Lorenzen extends scoreless streak to MLB-best 21 2/3 IP

Detroit Tigers

KANSAS CITY — Michael Lorenzen was a portrait of frustration three weeks ago after a five-run second inning led to a loss in Colorado.

“I thought I had really good stuff, but really good stuff and not getting results isn’t good enough,” Lorenzen said that day. “So I have to figure out how to get results. The object of the game is to win the baseball game, and I need to keep the team in a position to do that. Allowing them to score five in one inning, it’s not good enough.”

Lorenzen hasn’t allowed a run since, including seven scoreless innings in the Tigers’ 3-0 shutout of the Royals on Thursday afternoon at Kauffman Stadium. He has tossed 21 2/3 scoreless innings since that five-run second (22 1/3 if you count his inning of relief in the All-Star Game), the longest active streak in the Majors and the longest by a Tiger since Michael Fulmer’s 33 1/3 innings in 2016. 

How’s that for results?

“There’s just a different confidence when you develop more and more skill,” Lorenzen said. “I just know that I’ve developed the skills that I needed, cleaning up the command with the slider, not just trying to land it in the zone, but actually trying to execute in a certain part of the zone. My changeup feels a lot more comfortable consistently.”

It’s the same stuff Lorenzen had going a few weeks ago. It’s moving better than it did at Coors Field given the altitude. But he’s also believing in it and becoming more precise.

“My stuff is good,” he said, “and if I can execute it even better, I’m personally going to have better results. That’s what I felt going into the second half, and that’s kind of what’s happening.”

It’s plenty good for the Tigers, who return home off a 5-2 road trip that has brought them to within eight games of .500 (44-52) for the first time since June 8. They’ll host the Padres on Friday with a chance at their first three-game winning streak since the first week of May.

“I think his mentality has been excellent going on a couple [of] months now, where he’s able to reset, get back in the strike zone, get back to competitive pitches, mix his pitches well,” manager A.J. Hinch said. “He’s unafraid to use any pitch, which is good, and I just love the way he goes about it.”

The way Lorenzen is pitching is also plenty good enough for a lot of teams looking for rotation help, which is why it’s tricky and Lorenzen’s joy is slightly guarded.
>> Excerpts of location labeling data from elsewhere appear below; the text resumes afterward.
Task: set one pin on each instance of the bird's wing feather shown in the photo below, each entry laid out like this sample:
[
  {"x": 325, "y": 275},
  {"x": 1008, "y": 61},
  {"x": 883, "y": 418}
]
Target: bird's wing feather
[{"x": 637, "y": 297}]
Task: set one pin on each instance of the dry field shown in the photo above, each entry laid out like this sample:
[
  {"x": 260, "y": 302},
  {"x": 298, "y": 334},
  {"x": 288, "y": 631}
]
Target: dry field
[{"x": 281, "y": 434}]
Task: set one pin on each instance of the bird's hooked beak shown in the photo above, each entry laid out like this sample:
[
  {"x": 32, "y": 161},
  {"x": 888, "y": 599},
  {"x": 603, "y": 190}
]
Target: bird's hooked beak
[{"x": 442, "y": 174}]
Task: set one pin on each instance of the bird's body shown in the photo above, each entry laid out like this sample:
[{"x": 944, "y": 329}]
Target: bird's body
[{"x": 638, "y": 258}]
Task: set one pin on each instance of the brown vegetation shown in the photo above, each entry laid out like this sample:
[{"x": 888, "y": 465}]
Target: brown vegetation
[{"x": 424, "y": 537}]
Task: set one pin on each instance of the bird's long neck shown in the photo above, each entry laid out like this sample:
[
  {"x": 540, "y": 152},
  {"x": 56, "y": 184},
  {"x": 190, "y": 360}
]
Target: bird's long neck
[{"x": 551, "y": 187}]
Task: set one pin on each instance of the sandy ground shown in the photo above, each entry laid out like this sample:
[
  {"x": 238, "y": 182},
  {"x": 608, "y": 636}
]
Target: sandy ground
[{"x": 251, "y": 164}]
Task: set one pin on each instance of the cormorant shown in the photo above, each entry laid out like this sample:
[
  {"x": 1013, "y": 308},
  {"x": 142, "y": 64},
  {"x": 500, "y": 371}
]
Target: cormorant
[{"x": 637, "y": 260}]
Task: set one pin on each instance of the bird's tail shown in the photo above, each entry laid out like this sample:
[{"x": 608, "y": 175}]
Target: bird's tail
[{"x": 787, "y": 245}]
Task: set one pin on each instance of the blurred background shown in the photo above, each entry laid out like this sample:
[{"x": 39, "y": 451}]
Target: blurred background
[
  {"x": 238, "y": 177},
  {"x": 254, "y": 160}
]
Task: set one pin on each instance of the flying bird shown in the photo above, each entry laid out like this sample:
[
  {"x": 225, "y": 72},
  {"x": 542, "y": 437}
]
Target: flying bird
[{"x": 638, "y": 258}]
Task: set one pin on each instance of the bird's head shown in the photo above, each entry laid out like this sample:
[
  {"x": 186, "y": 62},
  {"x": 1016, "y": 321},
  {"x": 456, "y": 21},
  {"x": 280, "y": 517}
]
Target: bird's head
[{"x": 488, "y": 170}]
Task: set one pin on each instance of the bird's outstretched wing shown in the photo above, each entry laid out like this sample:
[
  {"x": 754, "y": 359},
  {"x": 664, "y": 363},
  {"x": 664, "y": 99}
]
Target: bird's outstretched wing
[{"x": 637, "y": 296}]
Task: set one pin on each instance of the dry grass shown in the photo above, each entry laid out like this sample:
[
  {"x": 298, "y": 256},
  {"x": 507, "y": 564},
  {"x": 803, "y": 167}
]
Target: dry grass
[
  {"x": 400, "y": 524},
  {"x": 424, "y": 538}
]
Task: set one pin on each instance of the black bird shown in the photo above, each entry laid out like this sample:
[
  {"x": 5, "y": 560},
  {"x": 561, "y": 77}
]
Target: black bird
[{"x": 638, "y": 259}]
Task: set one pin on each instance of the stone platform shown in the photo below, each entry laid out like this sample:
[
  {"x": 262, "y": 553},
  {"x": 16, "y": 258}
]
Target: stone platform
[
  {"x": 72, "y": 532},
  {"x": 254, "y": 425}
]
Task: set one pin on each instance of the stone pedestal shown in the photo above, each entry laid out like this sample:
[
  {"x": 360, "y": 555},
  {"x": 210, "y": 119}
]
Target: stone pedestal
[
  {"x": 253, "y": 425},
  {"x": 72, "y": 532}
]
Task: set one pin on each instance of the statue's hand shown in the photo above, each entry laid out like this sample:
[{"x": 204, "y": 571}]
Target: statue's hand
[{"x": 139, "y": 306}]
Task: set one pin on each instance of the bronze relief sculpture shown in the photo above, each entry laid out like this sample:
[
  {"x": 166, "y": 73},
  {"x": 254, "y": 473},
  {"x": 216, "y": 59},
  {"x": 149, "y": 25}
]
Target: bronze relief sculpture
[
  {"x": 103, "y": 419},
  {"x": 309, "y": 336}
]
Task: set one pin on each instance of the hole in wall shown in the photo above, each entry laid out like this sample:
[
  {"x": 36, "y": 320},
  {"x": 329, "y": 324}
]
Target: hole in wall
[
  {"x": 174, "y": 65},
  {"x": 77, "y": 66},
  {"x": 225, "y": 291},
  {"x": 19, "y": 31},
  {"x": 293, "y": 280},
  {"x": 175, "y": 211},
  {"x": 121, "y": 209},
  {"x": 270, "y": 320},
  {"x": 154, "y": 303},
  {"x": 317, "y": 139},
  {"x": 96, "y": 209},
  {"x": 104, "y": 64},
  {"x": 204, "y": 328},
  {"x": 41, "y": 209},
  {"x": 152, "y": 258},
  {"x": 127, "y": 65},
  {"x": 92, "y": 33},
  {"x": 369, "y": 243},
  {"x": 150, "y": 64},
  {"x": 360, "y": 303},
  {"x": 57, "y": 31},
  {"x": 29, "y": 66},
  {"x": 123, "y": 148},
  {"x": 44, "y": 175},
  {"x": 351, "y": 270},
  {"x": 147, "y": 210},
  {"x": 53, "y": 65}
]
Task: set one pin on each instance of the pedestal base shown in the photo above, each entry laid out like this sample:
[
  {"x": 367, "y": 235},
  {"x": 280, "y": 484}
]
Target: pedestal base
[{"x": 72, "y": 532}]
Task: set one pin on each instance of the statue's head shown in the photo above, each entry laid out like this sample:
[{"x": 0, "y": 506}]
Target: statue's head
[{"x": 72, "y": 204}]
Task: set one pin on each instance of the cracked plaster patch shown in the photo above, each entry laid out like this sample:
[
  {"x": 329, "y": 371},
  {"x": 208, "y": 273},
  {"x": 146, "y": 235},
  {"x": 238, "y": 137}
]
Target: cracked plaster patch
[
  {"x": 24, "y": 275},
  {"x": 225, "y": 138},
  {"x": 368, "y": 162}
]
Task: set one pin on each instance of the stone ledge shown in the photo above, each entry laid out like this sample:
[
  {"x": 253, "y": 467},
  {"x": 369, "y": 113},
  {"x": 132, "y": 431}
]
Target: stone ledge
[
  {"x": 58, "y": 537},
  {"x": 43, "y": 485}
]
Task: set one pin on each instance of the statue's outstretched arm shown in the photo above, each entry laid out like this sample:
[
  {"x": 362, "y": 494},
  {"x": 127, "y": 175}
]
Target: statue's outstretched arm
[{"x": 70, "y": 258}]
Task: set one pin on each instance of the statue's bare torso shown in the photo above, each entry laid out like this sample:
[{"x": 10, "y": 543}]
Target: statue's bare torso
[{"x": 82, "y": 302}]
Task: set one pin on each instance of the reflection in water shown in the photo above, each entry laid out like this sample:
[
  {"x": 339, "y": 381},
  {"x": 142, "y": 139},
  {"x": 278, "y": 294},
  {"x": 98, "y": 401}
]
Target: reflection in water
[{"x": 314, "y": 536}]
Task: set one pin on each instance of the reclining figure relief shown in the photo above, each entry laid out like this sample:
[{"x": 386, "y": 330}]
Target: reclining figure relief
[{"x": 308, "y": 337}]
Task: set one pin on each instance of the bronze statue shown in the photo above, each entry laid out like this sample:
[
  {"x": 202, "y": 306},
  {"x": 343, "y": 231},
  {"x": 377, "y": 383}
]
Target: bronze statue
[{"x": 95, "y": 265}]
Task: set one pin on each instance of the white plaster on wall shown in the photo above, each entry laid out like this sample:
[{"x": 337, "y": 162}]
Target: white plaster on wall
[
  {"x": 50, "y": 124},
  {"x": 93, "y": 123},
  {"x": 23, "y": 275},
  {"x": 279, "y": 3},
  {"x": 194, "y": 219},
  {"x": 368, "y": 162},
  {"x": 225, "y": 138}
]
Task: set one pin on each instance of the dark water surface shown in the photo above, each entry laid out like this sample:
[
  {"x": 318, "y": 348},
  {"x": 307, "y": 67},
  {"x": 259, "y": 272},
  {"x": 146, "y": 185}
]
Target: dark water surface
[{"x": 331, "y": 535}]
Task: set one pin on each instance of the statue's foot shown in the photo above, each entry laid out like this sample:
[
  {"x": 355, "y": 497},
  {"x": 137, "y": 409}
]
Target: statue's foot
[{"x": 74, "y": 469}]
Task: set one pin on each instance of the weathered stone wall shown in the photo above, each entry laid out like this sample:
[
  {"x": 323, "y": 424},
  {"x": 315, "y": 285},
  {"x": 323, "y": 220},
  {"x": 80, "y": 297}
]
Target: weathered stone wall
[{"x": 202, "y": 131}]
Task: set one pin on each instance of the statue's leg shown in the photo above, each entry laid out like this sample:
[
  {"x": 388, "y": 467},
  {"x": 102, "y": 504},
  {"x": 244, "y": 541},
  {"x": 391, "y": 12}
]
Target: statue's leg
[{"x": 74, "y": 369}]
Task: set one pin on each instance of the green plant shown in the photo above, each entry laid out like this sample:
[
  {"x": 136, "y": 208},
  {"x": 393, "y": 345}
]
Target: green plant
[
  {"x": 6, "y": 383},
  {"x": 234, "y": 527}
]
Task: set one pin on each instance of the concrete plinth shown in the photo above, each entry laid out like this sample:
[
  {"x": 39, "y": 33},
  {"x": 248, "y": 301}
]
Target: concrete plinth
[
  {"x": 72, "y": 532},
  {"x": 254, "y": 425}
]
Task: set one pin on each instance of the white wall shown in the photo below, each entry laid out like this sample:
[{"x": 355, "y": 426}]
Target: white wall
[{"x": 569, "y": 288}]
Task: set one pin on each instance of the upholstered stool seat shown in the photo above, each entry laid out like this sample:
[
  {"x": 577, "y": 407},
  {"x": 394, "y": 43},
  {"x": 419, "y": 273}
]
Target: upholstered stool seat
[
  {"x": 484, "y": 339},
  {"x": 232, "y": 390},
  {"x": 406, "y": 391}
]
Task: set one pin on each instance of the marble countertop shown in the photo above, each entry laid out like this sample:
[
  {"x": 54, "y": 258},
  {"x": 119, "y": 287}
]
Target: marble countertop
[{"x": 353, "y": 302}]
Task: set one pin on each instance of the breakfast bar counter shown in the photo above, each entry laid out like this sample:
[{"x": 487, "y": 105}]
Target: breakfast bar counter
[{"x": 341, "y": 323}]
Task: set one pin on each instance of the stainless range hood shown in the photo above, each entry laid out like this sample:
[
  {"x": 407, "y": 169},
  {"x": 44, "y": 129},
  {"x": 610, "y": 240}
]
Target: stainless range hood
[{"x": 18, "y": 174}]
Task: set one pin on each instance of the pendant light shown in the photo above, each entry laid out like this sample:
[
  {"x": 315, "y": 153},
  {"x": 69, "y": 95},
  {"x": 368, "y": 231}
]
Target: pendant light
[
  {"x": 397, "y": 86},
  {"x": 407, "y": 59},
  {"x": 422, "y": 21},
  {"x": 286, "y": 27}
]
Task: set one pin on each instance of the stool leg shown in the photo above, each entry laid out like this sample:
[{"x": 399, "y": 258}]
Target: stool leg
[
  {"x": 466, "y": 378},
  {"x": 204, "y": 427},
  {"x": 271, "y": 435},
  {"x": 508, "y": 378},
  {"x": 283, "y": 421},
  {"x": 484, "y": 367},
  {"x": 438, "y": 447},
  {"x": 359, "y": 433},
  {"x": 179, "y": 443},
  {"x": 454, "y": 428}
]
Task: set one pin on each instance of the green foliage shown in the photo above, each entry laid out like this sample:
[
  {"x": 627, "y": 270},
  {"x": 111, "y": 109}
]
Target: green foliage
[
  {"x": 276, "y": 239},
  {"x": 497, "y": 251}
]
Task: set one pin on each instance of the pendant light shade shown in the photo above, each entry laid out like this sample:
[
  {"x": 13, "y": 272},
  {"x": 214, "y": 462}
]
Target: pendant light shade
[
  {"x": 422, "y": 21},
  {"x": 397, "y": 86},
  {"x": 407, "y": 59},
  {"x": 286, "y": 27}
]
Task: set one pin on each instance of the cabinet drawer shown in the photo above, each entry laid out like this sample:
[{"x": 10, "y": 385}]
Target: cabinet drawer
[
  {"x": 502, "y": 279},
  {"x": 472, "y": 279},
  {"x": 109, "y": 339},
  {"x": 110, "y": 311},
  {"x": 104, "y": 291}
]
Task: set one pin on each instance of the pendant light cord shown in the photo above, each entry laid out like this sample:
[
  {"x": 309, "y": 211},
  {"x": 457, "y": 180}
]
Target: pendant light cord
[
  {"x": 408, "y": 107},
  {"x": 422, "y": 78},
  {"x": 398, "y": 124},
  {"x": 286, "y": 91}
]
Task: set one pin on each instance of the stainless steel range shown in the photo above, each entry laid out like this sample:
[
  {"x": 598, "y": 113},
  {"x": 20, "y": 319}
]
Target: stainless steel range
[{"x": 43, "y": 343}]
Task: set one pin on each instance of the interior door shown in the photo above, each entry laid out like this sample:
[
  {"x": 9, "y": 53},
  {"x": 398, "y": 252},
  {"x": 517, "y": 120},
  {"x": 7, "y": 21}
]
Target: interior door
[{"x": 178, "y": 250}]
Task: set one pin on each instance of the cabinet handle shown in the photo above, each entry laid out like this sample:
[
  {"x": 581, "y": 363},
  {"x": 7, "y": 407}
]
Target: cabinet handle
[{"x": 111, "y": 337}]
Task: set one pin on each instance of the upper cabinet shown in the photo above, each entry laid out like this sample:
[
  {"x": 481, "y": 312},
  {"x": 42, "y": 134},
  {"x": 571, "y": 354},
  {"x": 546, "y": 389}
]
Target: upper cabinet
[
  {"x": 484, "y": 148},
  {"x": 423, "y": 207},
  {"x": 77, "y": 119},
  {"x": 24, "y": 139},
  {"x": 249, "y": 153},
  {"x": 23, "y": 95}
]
The scouts who watched Eduardo Rodriguez on Wednesday night stayed for the series finale to look at Lorenzen. While Rodriguez has been more hyped leading into the Aug. 1 Trade Deadline, Lorenzen is a real option for teams as well, especially since he’s on a true one-year contract at $8.5 million — no opt-out, no trade veto power.

“Guys sign one-year deals, and teams generally do that to get pieces back if you perform well,” Lorenzen explained last week. “That’s just the way teams do it. We’re at a spot where the Central’s open for the taking. 

“No one really truly knows anything. So both sides make sense. I just need to stay off my phone, stay off the internet, do my scouting and play baseball.”

He has executed that as well.

“Honestly, I’m trying to read my Bible more,” Lorenzen said, “to where it’s like I need something to read to get my mind on my faith, to get to where my mind is on that and pitching.”

Lorenzen never allowed an aggressive Royals lineup the chance to string together hits and runs like it did to Rodriguez and Tarik Skubal before him. Though two of Lorenzen’s three hits allowed were doubles from left-handed hitters, he stranded two runners before Zack McKinstry and Javier Báez executed a relay to throw out Kyle Isbel trying to stretch a one-out triple in the sixth. An MJ Melendez flyout in the seventh was the only ball to top 100 mph in exit velocity off him.

He’s an All-Star,” Royals manager Matt Quatraro said. “You look at his hits, innings pitched. He doesn’t give up a lot. You really have to maximize your chances. And then today, he didn’t give us many.”

When Lorenzen was named an All-Star on July 2, he half-jokingly bemoaned his 4.28 ERA. His scoreless streak has lowered that to 3.49. Yes, he’s good enough.